Data la loro afasia, anche per spiegare la posizione di centrodestra e centrosinistra è inevitabile ricorrere a congetture. Si può pensare ad un maldestro fallo di reazione rispetto alle iniziative referendarie promosse nel Lombardo-Veneto, oppure alla consueta sindrome di Stoccolma che coglie i partiti grandi e piccoli ogni volta che cinque stelle compaiono in cielo. Ma non si può neanche escludere una perversa surrenchère per marcare il territorio fra le diverse fazioni che in Puglia compongono centrodestra e centrosinistra: con Raffaele Fitto travestito da Berlusconi dei poveri e quanti sull’altro versante si apprestano ad organizzare le masse per riportare in parlamento un deputato di Gallipoli.
Del tutto comprensibile, invece, è la posizione dei Cinque stelle: anche se paradossalmente si potrebbe obiettare che l’annessione sabauda venne legittimata con un istituto di democrazia diretta come il plebiscito. Ma evidentemente i grillini se ne intendono più di noi dell’attendibilità di certe consultazioni autogestite. E comunque il dettaglio procedurale non può fare premio sulla sostanza: che anche in questo caso consiste nella critica delle élite, ed in particolare di quella attività peculiarmente elitaria che è la politica.
Ad essa infatti si deve l’unificazione nazionale: il moto di popolo che voleva sollevare Pisacane emozionò solo la spigolatrice di Sapri, e sorte migliore non ebbero le tante insurrezioni promosse da Mazzini. Mentre la stessa spedizione dei Mille non sarebbe arrivata a Marsala se prima non si fosse fermata a Talamone per imbarcare le armi messe cortesemente a disposizione dal conte di Cavour: il quale, coi suoi intrighi e la sua spregiudicatezza, fu sicuramente il principale artefice dell’unità d’Italia.

Giuseppe Schiavone Di Gennaro, soprannominato Sparviero
È questo aspetto, probabilmente, quello che del Risorgimento indispettisce di più i grillini.

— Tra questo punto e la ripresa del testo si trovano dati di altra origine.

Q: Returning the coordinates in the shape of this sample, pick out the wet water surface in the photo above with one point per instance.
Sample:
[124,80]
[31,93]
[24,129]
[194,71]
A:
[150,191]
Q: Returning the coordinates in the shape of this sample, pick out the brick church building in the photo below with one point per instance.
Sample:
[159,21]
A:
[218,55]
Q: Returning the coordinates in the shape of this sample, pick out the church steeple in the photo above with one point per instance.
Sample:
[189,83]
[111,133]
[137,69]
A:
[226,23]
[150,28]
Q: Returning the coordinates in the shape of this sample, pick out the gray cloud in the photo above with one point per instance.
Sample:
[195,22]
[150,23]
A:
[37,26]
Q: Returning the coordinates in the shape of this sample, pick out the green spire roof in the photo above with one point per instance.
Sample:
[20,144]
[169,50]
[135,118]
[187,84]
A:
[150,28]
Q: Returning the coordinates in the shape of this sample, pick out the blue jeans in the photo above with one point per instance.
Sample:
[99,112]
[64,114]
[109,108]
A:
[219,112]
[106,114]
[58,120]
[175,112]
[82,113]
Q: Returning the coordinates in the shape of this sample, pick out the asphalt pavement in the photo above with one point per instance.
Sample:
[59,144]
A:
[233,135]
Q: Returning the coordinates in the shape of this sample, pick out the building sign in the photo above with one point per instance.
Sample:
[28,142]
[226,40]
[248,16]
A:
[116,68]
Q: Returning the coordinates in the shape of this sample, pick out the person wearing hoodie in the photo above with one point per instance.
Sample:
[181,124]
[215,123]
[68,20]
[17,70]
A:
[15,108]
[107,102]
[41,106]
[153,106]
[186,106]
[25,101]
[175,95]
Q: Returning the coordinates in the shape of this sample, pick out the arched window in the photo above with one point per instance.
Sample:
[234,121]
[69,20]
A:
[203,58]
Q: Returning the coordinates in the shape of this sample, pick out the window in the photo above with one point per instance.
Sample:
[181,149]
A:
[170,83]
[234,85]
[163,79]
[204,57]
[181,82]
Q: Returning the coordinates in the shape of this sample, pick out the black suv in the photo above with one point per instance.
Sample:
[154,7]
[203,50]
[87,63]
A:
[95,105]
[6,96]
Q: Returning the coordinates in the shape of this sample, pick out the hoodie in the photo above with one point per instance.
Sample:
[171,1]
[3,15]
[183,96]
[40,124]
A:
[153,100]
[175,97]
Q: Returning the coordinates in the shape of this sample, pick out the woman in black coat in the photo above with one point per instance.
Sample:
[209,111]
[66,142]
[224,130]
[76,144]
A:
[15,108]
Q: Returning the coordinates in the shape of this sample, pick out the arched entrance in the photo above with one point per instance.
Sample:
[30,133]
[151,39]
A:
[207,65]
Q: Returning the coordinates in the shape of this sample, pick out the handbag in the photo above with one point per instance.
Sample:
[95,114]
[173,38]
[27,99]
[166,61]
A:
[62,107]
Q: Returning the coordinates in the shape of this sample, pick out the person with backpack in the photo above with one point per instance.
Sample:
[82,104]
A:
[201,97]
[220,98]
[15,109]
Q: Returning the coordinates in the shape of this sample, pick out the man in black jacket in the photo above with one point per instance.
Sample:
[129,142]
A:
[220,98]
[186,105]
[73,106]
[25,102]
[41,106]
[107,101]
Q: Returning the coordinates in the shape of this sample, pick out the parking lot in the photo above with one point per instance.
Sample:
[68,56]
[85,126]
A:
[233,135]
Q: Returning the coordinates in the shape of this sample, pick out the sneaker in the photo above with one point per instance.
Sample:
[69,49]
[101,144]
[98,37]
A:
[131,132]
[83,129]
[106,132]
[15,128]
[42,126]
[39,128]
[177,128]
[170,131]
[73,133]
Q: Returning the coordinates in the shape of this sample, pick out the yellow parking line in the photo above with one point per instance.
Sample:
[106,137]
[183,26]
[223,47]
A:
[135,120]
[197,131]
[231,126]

Tanto più che nel caso si trattò di un’élite di non specchiata virtù: tanto che, in occasione della “Giornata della memoria” che riabiliterà il brigante Schiavone e Carmine Crocco, potrebbe anche essere sottoposta a processo postumo per sanzionarne le condotte penalmente rilevanti. A Vittorio Emanuele, per esempio, almeno una condanna per bigamia non gliela toglierebbe nessuno, così come difficilmente Cavour potrebbe essere assolto dal reato di prossenetismo ai danni della contessa di Castiglione: per non parlare di Mazzini e di Garibaldi, per i cui capi d’imputazione (più “politici”) c’è solo l’imbarazzo della scelta, dall’insurrezione armata contro i poteri dello Stato al terrorismo internazionale.

Carmine Crocco
Comunque il Consiglio regionale pugliese ha stabilito che la Giornata venga celebrata il 13 febbraio, anniversario della resa della fortezza di Gaeta all’esercito piemontese nel 1861. Visto però che siamo in Puglia, sarebbe stato meglio fissare la data al 10 maggio: il giorno in cui, nel 1799, le truppe legittimiste conquistarono la città di Altamura, che aveva aderito alla Repubblica partenopea. E pazienza se, dieci anni dopo la Rivoluzione francese, allora i “cittadini” erano gli assediati, mentre gli assedianti erano lazzari. Si trattava comunque di regnicoli arruolati attraverso un social network dell’epoca – quello della Santa Fede – efficace almeno quanto la “piattaforma Rousseau”: senza dire che il cardinale Ruffo era padrone dell’algoritmo molto più di quanto lo sia ora Casaleggio.